I haven't found any readings explicitly describing how to calculate the current distance between two planets. So, how is this done?

Please explain your answer and the steps needed, so that I may understand better. Pseudocode is welcome.

Thanks!

• There are many different ways of doing it.

One way is to use the Keplerian elements and their rates obtained from the JPL Solar System Dynamics web site to determine the Cartesian coordinates of the planets in the ecliptic plane at a given time.
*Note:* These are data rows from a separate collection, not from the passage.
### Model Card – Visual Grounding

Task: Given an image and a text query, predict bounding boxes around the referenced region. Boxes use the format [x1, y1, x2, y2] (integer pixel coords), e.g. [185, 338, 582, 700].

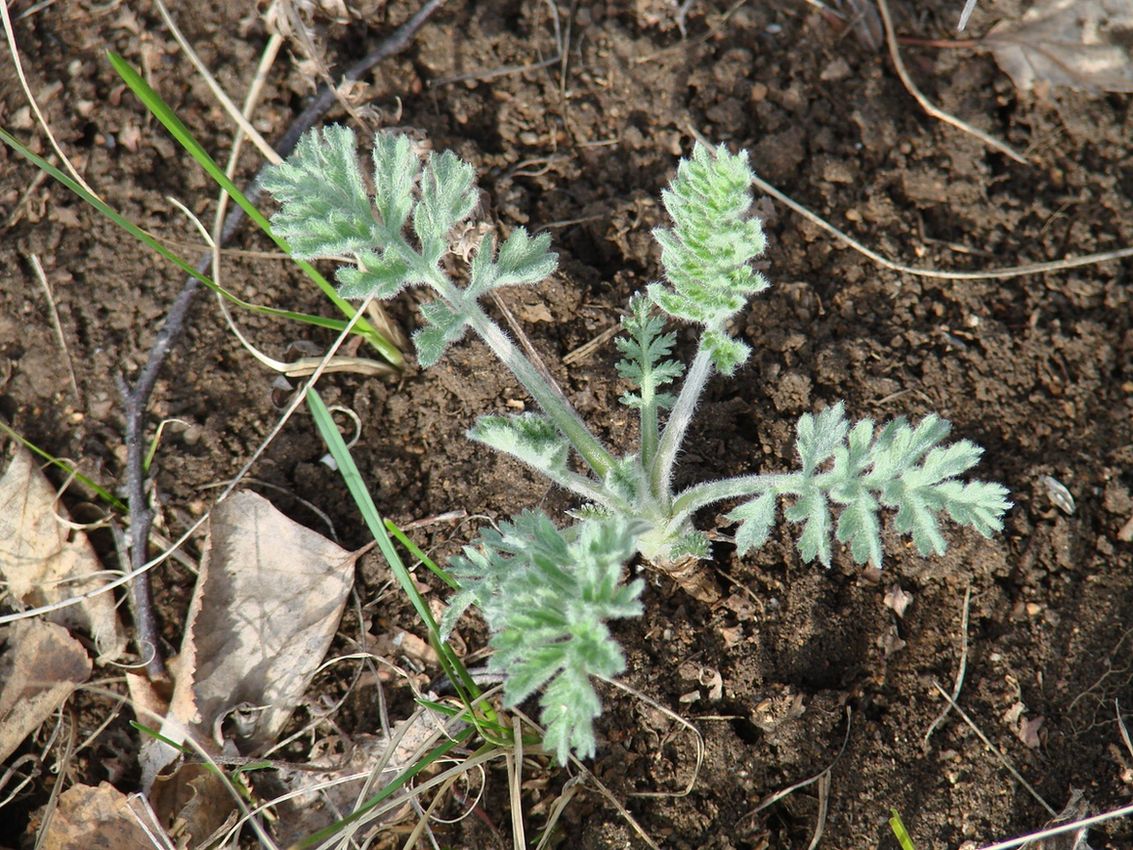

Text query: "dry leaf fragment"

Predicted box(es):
[273, 708, 452, 845]
[983, 0, 1133, 92]
[150, 763, 239, 848]
[39, 782, 161, 850]
[0, 444, 126, 664]
[0, 620, 91, 764]
[143, 492, 356, 787]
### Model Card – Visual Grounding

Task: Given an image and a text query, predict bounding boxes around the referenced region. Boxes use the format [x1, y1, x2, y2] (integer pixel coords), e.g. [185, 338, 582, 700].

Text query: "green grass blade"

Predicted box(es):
[107, 51, 404, 366]
[0, 129, 358, 331]
[0, 420, 127, 513]
[385, 519, 460, 590]
[307, 389, 484, 721]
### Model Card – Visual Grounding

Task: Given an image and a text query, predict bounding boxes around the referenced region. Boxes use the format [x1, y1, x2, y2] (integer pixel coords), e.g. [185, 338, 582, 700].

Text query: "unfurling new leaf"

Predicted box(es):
[443, 511, 644, 764]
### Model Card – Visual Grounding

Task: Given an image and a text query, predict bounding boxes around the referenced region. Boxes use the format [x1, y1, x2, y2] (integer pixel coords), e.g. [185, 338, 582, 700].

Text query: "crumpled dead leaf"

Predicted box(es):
[0, 443, 126, 664]
[142, 492, 357, 788]
[272, 708, 451, 845]
[982, 0, 1133, 92]
[39, 782, 155, 850]
[150, 762, 240, 848]
[0, 620, 91, 764]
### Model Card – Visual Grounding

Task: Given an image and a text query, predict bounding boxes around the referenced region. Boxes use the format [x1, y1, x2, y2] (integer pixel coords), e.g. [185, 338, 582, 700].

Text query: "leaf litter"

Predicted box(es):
[983, 0, 1133, 92]
[0, 443, 126, 664]
[138, 492, 357, 788]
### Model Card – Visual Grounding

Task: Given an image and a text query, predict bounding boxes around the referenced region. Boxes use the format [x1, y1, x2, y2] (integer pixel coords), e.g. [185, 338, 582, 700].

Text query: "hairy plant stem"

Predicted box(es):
[647, 343, 713, 505]
[428, 273, 614, 485]
[673, 473, 806, 519]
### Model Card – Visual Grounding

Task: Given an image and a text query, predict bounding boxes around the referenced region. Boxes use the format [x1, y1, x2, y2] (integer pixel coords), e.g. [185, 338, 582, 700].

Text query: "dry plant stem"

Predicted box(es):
[921, 585, 972, 750]
[932, 682, 1058, 817]
[117, 0, 444, 679]
[877, 0, 1031, 165]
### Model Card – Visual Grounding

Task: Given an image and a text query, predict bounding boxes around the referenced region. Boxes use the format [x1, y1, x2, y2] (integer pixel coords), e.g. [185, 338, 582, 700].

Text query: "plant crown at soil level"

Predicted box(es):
[264, 126, 1011, 763]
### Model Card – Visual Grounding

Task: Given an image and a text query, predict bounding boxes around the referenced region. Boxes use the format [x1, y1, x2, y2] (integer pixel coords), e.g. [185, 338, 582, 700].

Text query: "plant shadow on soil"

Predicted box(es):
[0, 0, 1133, 850]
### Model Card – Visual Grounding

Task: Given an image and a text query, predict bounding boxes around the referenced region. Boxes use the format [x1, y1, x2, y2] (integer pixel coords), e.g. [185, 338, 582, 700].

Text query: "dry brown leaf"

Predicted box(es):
[983, 0, 1133, 92]
[0, 444, 126, 664]
[150, 763, 240, 848]
[273, 709, 444, 845]
[0, 620, 91, 764]
[39, 782, 161, 850]
[143, 492, 356, 781]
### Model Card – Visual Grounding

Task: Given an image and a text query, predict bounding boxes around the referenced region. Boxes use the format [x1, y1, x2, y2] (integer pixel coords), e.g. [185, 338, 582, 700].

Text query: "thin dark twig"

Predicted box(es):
[117, 0, 444, 679]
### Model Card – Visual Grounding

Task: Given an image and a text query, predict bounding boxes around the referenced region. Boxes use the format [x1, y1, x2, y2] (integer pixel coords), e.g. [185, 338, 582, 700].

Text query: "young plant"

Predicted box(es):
[264, 127, 1011, 763]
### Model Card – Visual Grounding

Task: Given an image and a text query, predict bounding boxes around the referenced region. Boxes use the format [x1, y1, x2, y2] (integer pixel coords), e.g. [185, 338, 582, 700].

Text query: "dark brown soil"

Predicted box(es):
[0, 0, 1133, 850]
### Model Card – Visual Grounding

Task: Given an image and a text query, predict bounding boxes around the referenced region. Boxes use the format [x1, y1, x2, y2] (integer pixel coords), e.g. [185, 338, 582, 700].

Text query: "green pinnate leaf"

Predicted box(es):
[334, 247, 415, 299]
[468, 414, 570, 474]
[264, 125, 377, 260]
[834, 487, 881, 569]
[724, 491, 776, 558]
[414, 151, 477, 265]
[443, 511, 644, 764]
[614, 292, 684, 410]
[496, 227, 559, 287]
[784, 486, 832, 567]
[936, 481, 1011, 537]
[795, 401, 850, 475]
[414, 301, 468, 367]
[370, 133, 421, 239]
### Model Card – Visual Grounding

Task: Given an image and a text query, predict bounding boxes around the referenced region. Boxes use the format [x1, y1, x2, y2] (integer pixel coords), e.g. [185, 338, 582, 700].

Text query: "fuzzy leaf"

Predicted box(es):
[496, 227, 559, 287]
[614, 292, 684, 410]
[648, 143, 767, 333]
[724, 491, 775, 558]
[334, 248, 414, 299]
[443, 511, 644, 764]
[263, 125, 377, 260]
[666, 530, 712, 561]
[785, 487, 830, 567]
[414, 301, 468, 367]
[700, 331, 751, 375]
[782, 402, 1011, 567]
[468, 414, 570, 474]
[370, 133, 421, 239]
[795, 401, 850, 475]
[414, 151, 477, 265]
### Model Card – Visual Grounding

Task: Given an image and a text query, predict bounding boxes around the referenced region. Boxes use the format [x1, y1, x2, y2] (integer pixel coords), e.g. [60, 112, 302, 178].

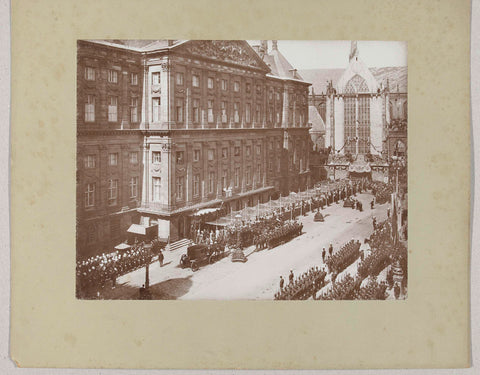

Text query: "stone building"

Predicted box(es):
[301, 41, 407, 180]
[77, 40, 311, 254]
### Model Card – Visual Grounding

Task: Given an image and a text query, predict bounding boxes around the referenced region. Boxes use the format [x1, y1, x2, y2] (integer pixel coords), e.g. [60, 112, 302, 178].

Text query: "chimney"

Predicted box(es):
[258, 40, 268, 59]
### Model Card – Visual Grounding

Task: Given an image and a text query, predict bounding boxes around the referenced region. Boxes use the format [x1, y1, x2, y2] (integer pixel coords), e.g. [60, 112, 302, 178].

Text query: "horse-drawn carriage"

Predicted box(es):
[313, 211, 325, 222]
[180, 244, 225, 271]
[343, 197, 355, 207]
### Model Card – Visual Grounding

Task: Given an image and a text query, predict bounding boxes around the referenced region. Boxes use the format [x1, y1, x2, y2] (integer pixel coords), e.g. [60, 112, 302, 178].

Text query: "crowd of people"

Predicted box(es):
[326, 239, 360, 274]
[274, 267, 327, 300]
[369, 181, 395, 204]
[315, 273, 360, 300]
[354, 277, 387, 300]
[76, 240, 161, 294]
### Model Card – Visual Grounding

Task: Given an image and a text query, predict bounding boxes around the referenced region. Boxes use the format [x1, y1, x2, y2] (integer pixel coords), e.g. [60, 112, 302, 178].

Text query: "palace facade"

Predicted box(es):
[301, 41, 408, 180]
[77, 40, 312, 257]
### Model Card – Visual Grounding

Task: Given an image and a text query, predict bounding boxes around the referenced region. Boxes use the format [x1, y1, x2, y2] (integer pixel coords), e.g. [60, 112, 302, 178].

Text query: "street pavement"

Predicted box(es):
[110, 193, 388, 300]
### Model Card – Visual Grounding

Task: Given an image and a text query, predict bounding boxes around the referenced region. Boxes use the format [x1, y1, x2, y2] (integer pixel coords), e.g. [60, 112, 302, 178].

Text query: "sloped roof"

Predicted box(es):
[89, 39, 183, 52]
[263, 49, 304, 81]
[300, 66, 407, 94]
[308, 105, 325, 133]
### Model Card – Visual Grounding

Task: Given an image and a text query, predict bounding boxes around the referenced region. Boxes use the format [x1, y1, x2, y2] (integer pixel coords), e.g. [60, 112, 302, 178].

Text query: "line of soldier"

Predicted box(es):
[326, 239, 360, 273]
[76, 240, 159, 294]
[253, 221, 303, 250]
[274, 267, 327, 300]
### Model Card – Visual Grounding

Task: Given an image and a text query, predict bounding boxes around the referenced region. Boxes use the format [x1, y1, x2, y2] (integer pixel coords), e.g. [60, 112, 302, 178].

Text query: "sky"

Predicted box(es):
[248, 40, 407, 70]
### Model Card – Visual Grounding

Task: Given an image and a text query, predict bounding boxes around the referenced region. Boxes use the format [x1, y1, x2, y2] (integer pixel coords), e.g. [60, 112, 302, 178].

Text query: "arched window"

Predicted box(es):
[394, 140, 407, 156]
[344, 74, 370, 154]
[345, 74, 369, 94]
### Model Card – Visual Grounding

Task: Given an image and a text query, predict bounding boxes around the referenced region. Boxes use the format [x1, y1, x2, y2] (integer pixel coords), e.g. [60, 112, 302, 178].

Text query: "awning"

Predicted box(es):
[115, 243, 131, 250]
[348, 164, 372, 173]
[192, 208, 219, 216]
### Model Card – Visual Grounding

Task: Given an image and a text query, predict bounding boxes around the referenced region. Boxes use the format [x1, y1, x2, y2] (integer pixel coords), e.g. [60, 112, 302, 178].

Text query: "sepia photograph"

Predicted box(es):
[76, 39, 408, 301]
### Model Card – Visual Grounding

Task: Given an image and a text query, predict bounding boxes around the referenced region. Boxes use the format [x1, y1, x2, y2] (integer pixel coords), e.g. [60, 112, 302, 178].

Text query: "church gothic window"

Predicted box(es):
[344, 74, 370, 154]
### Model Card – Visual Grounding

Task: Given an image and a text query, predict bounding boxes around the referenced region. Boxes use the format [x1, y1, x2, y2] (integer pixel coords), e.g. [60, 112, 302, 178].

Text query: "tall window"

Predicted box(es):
[130, 98, 138, 123]
[108, 96, 118, 122]
[177, 176, 185, 200]
[152, 98, 160, 122]
[208, 149, 215, 161]
[110, 217, 120, 240]
[152, 72, 160, 85]
[207, 100, 214, 122]
[85, 95, 95, 122]
[108, 180, 118, 206]
[255, 104, 261, 124]
[152, 177, 162, 202]
[235, 167, 240, 187]
[233, 103, 240, 123]
[344, 96, 356, 154]
[130, 151, 138, 164]
[222, 169, 228, 190]
[130, 177, 138, 198]
[208, 172, 215, 194]
[108, 69, 118, 83]
[358, 95, 370, 154]
[130, 73, 138, 86]
[192, 74, 200, 87]
[221, 101, 228, 123]
[85, 155, 96, 168]
[87, 225, 97, 244]
[192, 99, 200, 123]
[175, 99, 183, 123]
[175, 73, 183, 86]
[85, 66, 95, 81]
[193, 174, 200, 197]
[152, 151, 162, 164]
[175, 151, 183, 164]
[207, 77, 213, 89]
[108, 152, 118, 166]
[245, 103, 252, 124]
[85, 183, 95, 207]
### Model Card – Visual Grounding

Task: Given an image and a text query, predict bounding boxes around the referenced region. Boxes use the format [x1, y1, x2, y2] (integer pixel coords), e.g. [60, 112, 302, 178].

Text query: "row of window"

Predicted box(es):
[85, 95, 138, 123]
[85, 95, 303, 124]
[84, 66, 138, 86]
[152, 72, 280, 100]
[152, 164, 261, 202]
[152, 98, 284, 124]
[85, 177, 138, 208]
[84, 151, 138, 168]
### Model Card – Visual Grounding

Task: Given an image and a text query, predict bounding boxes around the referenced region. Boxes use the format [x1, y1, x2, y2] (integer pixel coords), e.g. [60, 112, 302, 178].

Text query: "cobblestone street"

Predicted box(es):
[101, 193, 388, 300]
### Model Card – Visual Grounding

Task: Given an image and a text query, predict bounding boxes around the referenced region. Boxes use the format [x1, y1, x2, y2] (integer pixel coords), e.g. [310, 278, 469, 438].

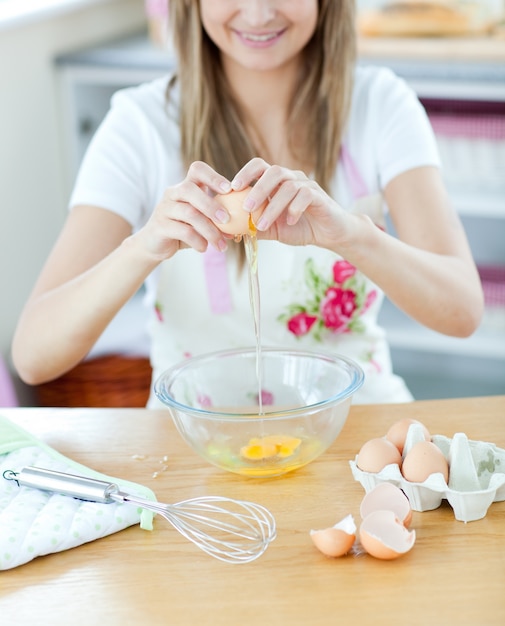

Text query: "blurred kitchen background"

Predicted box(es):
[0, 0, 505, 406]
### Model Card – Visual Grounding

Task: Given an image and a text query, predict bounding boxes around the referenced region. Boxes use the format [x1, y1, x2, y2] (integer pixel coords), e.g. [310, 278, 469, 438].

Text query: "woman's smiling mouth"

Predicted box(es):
[233, 28, 286, 46]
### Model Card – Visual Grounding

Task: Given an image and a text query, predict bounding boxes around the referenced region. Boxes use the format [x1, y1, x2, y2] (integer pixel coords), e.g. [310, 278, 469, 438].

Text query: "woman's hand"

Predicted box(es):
[134, 161, 231, 261]
[232, 158, 353, 249]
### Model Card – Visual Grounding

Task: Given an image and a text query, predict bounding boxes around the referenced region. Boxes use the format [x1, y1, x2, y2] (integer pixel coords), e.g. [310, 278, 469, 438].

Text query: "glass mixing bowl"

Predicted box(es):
[154, 348, 364, 477]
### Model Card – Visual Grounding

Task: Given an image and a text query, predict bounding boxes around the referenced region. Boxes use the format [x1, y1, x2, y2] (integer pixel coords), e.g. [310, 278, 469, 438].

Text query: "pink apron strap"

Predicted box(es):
[203, 246, 232, 314]
[340, 144, 370, 199]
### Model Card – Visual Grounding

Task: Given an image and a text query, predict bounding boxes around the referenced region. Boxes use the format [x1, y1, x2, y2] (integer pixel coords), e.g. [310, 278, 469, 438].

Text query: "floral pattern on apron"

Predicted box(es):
[148, 148, 412, 407]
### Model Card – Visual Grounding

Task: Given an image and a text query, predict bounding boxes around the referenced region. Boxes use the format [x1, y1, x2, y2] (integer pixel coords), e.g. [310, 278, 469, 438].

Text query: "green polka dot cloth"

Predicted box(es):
[0, 416, 156, 570]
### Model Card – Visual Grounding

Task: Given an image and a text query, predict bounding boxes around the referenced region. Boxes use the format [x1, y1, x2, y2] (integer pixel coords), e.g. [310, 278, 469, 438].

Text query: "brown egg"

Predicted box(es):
[359, 482, 412, 527]
[214, 187, 267, 236]
[401, 441, 449, 483]
[356, 437, 402, 473]
[310, 515, 356, 557]
[386, 417, 431, 454]
[359, 511, 416, 560]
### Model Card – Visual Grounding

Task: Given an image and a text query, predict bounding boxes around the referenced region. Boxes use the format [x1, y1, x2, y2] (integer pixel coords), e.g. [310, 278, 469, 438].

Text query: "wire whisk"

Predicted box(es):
[3, 467, 276, 563]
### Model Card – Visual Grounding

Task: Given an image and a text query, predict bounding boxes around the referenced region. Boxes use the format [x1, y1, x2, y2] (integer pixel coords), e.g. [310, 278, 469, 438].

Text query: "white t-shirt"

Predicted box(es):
[70, 67, 440, 406]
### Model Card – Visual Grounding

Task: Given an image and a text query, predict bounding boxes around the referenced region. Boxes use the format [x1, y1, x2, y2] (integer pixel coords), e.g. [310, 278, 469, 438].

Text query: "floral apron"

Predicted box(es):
[148, 147, 412, 407]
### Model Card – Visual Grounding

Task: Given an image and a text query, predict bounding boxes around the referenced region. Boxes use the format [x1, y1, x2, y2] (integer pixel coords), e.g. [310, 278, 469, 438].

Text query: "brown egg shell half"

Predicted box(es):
[359, 511, 416, 561]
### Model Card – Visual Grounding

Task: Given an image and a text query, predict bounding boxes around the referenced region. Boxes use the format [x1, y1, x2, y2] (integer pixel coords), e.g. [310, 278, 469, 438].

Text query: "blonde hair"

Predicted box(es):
[168, 0, 356, 191]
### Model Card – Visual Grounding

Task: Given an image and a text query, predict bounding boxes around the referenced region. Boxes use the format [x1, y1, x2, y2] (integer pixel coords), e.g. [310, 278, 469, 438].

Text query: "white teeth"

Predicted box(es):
[242, 33, 277, 41]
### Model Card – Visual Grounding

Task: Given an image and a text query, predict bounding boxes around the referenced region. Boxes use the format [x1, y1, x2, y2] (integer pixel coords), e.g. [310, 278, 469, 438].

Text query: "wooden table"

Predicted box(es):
[0, 396, 505, 626]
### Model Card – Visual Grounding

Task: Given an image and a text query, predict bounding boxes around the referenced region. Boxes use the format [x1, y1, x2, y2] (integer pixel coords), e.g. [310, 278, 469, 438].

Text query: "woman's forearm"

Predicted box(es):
[345, 216, 484, 337]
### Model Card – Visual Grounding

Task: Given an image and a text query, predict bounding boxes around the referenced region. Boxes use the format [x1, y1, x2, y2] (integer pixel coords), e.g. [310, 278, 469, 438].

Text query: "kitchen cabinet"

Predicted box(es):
[56, 34, 505, 398]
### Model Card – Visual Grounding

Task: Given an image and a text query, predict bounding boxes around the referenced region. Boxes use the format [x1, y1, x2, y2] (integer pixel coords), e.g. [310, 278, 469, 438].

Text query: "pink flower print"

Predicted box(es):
[321, 287, 356, 333]
[333, 261, 356, 285]
[361, 289, 377, 314]
[154, 302, 163, 322]
[287, 313, 317, 337]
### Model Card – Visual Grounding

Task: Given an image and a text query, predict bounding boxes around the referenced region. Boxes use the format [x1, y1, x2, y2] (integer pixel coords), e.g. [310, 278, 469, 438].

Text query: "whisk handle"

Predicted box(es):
[3, 467, 119, 504]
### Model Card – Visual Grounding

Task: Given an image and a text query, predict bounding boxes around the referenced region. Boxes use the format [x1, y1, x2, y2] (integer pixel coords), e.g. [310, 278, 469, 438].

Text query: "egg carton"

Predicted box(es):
[349, 424, 505, 522]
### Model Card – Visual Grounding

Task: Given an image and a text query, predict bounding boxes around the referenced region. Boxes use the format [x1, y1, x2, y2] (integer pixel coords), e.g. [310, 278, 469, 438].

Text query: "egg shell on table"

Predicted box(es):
[349, 424, 505, 522]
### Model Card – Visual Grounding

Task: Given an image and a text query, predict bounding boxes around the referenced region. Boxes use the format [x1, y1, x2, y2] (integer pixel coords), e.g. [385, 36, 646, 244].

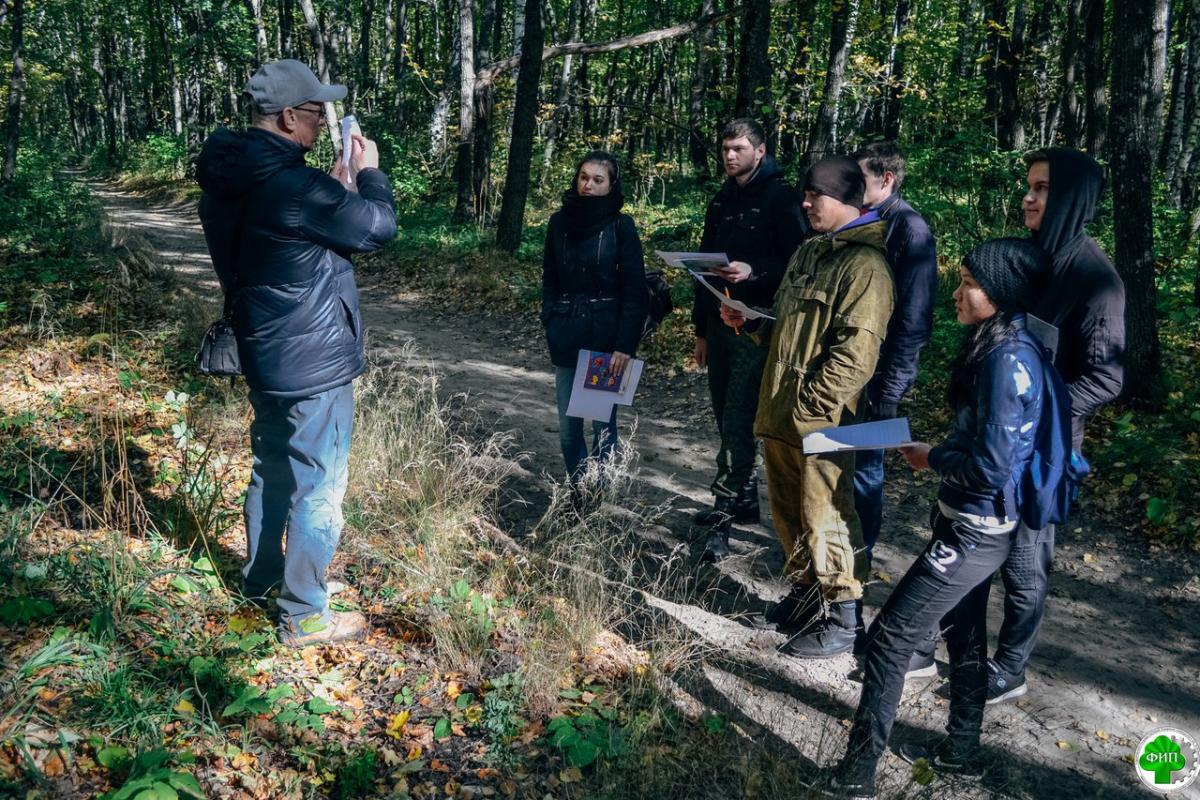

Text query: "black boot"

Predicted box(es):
[779, 600, 858, 658]
[750, 585, 822, 636]
[816, 753, 876, 800]
[730, 475, 761, 525]
[700, 518, 731, 564]
[691, 495, 737, 525]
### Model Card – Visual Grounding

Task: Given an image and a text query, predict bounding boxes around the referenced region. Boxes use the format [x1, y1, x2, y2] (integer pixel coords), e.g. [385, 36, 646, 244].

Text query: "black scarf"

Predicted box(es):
[563, 187, 625, 239]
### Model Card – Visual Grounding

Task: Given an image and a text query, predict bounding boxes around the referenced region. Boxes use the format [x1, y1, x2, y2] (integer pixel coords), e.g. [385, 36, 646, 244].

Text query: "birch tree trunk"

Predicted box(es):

Information and data to allow computation of approximate positions for the planets is provided in the document "Keplerian Elements for Approximate Positions of the Major Planets" by E.M. Standish.

Then for each of the planets, $i$, we have the position coordinates in the form
$$\mathbf{r}_i = \left[\begin{array}{l} x_i \\ y_i \\ z_i \end{array}\right]$$
Since these coordinates are all given in the same reference frame, the displacement vector from planet $i$ to planet $j$ can be obtained from
$$\mathbf{r}_{ij} = \left[\begin{array}{l} x_{ij} \\ y_{ij} \\ z_{ij} \end{array}\right] = \left[\begin{array}{l} x_j-x_i \\ y_j-y_i \\ z_j-z_i \end{array}\right]$$
and the distance between planet $i$ and $j$ can be calculated using
$$r_{ij} = \|\mathbf{r}_{ij}\| = \sqrt{x_{ij}^2+y_{ij}^2+z_{ij}^2}$$
The method described in the document to obtain the ecliptic coordinates are very easy to implement in software.